We look at the never events and the non-payment events and many of them can take place in the
OR.
  • We know we are not perfect but when AORN Standards are followed and Registered
      Nurses are there giving the care, the errors should be less.
  • It has been proven that the higher trained the individual the better the care, so therefore
      in the long run it should be saving the hospital money because of fewer injuries and
      lawsuits.
  • We are the experts, we have the education and we know the issues. Nurses across the
      state are standing up for this. We have the stories to tell why this is so important and why
      this needs to be backed up with legislation.
  • If we do not stand up for ourselves, who will know what is important because what we do
      is behind closed doors. We are respected. You should see the look on our families faces
      as we take their loved ones to surgery, you should see the look on our patient’s faces as
      the way they hold our hands as they drift off to sleep.
  • They give up their control and trust us to give them our best care
  • We started this over 3 years ago when our idea was submitted to bill writers. We spent 6-
      8 months trying to get someone to sponsor it; waiting for responses back from legislators.
      We waited as budget issues were being hotly contested and as vacations and summer
      recess was taken. We deserve to move this forward. We had a successful Lobby day
                              RN Circulator Talking Points

       where nurses that you do not usually hear from, stood proud and determined to get this
       bill passed.
   •   We want to come from behind the mask and from behind the closed doors and stand up
       for what is right and for our patients; our patients are expecting when they go to the OR,
       that they are getting the best care possible.

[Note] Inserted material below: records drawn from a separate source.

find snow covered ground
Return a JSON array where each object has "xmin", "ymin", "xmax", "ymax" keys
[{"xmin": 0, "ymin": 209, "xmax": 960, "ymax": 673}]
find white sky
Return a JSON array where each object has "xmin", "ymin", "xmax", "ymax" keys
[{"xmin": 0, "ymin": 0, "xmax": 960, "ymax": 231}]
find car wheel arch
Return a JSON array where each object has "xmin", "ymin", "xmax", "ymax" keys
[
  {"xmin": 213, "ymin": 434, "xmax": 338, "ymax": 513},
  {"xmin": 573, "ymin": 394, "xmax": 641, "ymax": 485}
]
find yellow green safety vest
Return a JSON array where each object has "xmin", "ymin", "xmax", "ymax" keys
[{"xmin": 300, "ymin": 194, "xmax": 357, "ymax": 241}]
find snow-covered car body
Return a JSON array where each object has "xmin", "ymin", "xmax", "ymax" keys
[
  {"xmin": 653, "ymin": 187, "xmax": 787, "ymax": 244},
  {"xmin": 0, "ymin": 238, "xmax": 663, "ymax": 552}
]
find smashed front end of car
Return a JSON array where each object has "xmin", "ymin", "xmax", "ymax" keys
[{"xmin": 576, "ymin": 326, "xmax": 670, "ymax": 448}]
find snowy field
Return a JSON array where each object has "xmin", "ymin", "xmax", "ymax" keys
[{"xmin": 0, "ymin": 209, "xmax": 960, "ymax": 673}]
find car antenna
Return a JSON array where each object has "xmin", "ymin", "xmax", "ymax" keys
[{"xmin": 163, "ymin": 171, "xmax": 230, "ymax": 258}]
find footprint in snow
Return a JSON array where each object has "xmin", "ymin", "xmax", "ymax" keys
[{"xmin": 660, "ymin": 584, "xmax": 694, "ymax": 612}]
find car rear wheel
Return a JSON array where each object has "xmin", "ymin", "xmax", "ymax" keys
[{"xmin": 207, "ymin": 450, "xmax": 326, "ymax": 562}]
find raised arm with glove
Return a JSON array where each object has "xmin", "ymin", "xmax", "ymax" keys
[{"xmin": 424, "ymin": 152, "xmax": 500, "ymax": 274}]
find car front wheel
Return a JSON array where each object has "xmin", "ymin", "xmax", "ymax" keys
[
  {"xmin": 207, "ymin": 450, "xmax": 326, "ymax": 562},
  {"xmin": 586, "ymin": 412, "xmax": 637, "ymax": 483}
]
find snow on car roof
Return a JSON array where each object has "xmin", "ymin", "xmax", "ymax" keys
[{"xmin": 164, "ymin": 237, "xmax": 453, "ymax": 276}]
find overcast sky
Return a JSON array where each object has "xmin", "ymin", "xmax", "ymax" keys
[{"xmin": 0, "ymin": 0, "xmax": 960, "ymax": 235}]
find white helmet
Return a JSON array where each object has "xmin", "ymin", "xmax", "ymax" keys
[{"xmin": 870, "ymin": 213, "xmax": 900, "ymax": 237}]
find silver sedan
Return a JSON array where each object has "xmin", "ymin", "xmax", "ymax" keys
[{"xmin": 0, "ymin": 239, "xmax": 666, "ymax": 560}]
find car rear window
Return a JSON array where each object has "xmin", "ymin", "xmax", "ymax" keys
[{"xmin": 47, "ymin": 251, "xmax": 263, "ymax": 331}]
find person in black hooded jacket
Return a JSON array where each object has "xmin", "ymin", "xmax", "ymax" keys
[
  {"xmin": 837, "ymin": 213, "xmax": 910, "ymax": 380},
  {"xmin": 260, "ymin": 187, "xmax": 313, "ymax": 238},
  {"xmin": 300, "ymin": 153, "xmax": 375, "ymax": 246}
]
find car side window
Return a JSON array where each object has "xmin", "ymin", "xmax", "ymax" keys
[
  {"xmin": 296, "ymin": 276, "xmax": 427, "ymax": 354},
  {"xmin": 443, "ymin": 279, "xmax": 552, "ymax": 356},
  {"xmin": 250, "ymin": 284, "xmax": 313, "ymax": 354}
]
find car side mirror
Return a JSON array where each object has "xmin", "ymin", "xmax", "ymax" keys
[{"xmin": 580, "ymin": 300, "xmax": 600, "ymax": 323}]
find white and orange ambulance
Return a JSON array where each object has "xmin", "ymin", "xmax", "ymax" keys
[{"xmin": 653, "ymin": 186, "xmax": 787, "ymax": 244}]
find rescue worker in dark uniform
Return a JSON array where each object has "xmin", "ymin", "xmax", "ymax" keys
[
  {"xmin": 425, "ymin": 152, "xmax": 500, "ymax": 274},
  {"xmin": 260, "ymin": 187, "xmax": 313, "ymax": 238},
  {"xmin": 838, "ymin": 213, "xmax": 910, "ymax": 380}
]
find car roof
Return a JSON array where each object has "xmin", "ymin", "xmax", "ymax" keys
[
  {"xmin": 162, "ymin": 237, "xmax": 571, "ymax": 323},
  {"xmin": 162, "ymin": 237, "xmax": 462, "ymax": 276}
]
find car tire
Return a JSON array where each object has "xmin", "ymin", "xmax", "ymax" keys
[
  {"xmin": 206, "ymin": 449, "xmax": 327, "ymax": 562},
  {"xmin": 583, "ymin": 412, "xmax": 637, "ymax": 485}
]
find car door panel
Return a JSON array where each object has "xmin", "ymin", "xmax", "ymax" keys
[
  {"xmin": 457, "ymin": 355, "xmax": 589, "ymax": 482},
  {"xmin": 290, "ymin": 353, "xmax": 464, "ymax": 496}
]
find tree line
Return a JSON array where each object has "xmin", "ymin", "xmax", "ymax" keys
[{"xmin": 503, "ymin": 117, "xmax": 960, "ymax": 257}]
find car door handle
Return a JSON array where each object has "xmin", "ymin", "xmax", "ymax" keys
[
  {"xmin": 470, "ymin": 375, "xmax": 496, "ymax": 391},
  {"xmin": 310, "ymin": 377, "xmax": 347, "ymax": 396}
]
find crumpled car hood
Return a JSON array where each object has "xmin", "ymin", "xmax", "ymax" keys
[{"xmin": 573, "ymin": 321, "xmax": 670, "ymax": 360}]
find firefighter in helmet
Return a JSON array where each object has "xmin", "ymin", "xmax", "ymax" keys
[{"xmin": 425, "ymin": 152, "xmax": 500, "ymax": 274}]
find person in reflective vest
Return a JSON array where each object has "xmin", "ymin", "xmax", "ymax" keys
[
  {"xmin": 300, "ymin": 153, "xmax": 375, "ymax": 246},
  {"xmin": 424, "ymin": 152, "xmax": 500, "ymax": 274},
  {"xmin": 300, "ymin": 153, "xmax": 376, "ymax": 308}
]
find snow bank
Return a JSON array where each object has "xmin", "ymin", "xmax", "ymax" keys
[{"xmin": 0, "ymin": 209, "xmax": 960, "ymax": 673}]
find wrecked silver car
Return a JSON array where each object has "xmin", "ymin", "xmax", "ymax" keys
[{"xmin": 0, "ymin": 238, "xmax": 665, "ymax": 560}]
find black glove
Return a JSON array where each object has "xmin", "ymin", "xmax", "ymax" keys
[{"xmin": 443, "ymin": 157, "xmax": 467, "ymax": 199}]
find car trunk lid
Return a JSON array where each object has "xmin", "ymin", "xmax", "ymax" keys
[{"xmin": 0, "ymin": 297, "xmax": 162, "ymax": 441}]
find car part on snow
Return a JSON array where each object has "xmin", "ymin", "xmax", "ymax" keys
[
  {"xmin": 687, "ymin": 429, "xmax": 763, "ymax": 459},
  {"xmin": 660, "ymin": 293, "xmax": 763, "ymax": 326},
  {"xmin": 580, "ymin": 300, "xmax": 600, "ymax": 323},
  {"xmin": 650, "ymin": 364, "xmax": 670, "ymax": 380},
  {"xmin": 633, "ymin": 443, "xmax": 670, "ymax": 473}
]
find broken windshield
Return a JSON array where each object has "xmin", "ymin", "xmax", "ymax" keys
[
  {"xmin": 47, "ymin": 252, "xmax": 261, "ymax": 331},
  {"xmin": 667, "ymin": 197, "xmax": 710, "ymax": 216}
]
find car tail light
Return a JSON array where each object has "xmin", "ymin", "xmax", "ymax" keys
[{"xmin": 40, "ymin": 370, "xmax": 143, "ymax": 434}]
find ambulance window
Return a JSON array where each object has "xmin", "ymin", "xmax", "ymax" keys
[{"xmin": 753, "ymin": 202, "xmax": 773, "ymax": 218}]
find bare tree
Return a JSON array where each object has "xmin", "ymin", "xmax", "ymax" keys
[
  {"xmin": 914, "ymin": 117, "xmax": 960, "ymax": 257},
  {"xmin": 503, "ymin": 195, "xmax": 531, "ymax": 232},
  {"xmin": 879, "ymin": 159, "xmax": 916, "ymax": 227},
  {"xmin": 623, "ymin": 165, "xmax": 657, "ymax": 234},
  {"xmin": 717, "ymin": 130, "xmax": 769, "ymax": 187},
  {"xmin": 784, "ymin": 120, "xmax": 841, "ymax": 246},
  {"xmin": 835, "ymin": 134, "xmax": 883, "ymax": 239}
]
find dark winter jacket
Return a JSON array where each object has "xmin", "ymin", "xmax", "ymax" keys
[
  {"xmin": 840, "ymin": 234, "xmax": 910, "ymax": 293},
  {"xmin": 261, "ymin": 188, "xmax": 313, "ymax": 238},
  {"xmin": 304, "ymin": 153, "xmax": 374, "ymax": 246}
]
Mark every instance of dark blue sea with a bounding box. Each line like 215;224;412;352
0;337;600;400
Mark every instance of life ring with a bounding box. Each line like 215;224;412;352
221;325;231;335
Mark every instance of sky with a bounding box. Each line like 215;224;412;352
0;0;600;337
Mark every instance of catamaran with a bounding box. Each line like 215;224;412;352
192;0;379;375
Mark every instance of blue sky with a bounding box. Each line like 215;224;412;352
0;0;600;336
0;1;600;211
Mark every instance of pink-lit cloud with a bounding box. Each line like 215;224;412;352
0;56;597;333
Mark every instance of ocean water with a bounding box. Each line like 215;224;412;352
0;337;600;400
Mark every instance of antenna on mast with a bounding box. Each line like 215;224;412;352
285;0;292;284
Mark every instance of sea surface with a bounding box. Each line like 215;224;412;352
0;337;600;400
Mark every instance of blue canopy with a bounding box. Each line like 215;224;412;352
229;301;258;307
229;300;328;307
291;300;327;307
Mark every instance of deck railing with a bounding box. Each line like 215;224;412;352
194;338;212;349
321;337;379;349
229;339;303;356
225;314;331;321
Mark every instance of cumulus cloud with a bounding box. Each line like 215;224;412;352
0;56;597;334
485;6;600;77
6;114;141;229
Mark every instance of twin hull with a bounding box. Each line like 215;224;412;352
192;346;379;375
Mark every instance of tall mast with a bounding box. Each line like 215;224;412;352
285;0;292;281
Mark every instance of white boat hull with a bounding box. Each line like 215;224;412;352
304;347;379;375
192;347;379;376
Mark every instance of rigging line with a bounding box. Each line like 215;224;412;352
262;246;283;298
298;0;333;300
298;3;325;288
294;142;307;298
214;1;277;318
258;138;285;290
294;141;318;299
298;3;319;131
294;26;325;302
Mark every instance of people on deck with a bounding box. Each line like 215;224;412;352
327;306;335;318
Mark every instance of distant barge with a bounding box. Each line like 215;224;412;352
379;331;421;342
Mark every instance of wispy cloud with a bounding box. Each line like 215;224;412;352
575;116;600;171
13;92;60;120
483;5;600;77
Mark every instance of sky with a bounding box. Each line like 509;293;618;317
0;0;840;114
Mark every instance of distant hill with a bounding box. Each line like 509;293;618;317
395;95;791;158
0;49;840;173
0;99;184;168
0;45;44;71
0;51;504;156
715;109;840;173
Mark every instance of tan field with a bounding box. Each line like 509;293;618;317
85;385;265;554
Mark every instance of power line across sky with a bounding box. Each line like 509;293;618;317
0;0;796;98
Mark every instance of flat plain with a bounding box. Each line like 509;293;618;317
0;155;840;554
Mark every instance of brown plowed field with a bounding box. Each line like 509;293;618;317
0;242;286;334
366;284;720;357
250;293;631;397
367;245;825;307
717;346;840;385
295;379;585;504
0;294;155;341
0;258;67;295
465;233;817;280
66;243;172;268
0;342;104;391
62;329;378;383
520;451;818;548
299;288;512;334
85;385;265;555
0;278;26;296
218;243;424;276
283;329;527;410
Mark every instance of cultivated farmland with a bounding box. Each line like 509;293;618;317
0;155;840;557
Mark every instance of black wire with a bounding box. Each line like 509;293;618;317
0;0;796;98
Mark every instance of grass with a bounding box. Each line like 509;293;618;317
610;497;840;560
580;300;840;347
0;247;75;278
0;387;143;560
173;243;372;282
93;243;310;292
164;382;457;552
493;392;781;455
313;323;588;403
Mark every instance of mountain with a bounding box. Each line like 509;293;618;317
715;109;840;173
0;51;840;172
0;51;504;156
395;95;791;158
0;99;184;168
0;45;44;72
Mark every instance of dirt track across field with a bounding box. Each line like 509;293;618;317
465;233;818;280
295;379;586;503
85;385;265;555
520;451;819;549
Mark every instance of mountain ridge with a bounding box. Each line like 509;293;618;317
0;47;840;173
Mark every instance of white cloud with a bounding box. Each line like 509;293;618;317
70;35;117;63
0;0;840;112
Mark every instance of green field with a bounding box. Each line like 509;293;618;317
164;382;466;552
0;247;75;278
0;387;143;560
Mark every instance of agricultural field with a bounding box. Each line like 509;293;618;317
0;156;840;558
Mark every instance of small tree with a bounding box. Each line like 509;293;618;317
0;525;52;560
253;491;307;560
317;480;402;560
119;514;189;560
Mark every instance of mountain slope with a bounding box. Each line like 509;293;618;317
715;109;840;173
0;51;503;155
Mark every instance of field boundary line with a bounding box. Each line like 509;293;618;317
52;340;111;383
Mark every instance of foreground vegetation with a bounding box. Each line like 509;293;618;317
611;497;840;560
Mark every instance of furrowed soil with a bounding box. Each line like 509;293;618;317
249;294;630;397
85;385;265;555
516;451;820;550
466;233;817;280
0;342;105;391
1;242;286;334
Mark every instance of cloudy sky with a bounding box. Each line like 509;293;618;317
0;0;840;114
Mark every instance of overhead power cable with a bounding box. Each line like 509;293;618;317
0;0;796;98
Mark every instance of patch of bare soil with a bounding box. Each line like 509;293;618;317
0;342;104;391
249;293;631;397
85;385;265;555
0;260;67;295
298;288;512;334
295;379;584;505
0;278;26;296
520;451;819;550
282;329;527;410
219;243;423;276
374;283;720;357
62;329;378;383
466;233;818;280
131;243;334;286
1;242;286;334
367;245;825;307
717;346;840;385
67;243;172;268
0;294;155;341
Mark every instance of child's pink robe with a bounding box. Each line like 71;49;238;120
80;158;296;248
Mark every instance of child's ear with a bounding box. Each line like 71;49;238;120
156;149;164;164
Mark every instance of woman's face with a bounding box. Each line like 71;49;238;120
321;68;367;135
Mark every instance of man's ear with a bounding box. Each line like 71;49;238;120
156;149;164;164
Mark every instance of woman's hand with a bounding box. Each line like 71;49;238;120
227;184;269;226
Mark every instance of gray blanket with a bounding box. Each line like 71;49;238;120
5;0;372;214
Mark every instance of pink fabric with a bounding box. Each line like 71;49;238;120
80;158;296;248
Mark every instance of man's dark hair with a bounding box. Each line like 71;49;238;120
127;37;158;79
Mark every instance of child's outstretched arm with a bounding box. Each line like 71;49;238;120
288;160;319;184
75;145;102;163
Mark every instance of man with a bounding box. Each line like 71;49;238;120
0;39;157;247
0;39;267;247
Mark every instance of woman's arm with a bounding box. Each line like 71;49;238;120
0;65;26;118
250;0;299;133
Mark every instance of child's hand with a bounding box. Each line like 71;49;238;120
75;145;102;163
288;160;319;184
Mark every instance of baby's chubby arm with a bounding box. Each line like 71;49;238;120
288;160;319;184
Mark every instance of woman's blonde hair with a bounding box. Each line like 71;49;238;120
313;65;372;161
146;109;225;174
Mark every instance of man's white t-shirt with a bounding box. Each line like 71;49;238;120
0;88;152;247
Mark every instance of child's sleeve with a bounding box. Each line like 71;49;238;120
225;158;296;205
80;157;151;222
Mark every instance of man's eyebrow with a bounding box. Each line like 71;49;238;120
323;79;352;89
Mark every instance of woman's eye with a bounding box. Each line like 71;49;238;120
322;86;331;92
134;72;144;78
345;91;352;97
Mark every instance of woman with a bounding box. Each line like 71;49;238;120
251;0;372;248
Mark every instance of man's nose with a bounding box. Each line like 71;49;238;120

   We now hope you understand better about a silent and little seen, but very critical, job of
   patient safety.
   • Times are a changing- technology is increasing and the acuity of our patients is
       increasing as people age and live longer.
   • We want to be proud of Michigan as you stand with us and pass legislation to protect our
       patients by always providing an RN as the circulator.


Conclusion:
AORN is actively promoting this legislation on the state level and we are seeking support from
you to ensure that the supervisory presence of the professional registered nurse is present in the
operating rooms and the ambulatory surgical centers of MI during the entire surgical procedure.

HB4615 ensures that the registered nurse will be the circulating nurse in all operating rooms and
ambulatory surgical centers thereby ensuring the patient safety of your constituents. It is our
hope that you will pass this important legislation for the state of Michigan.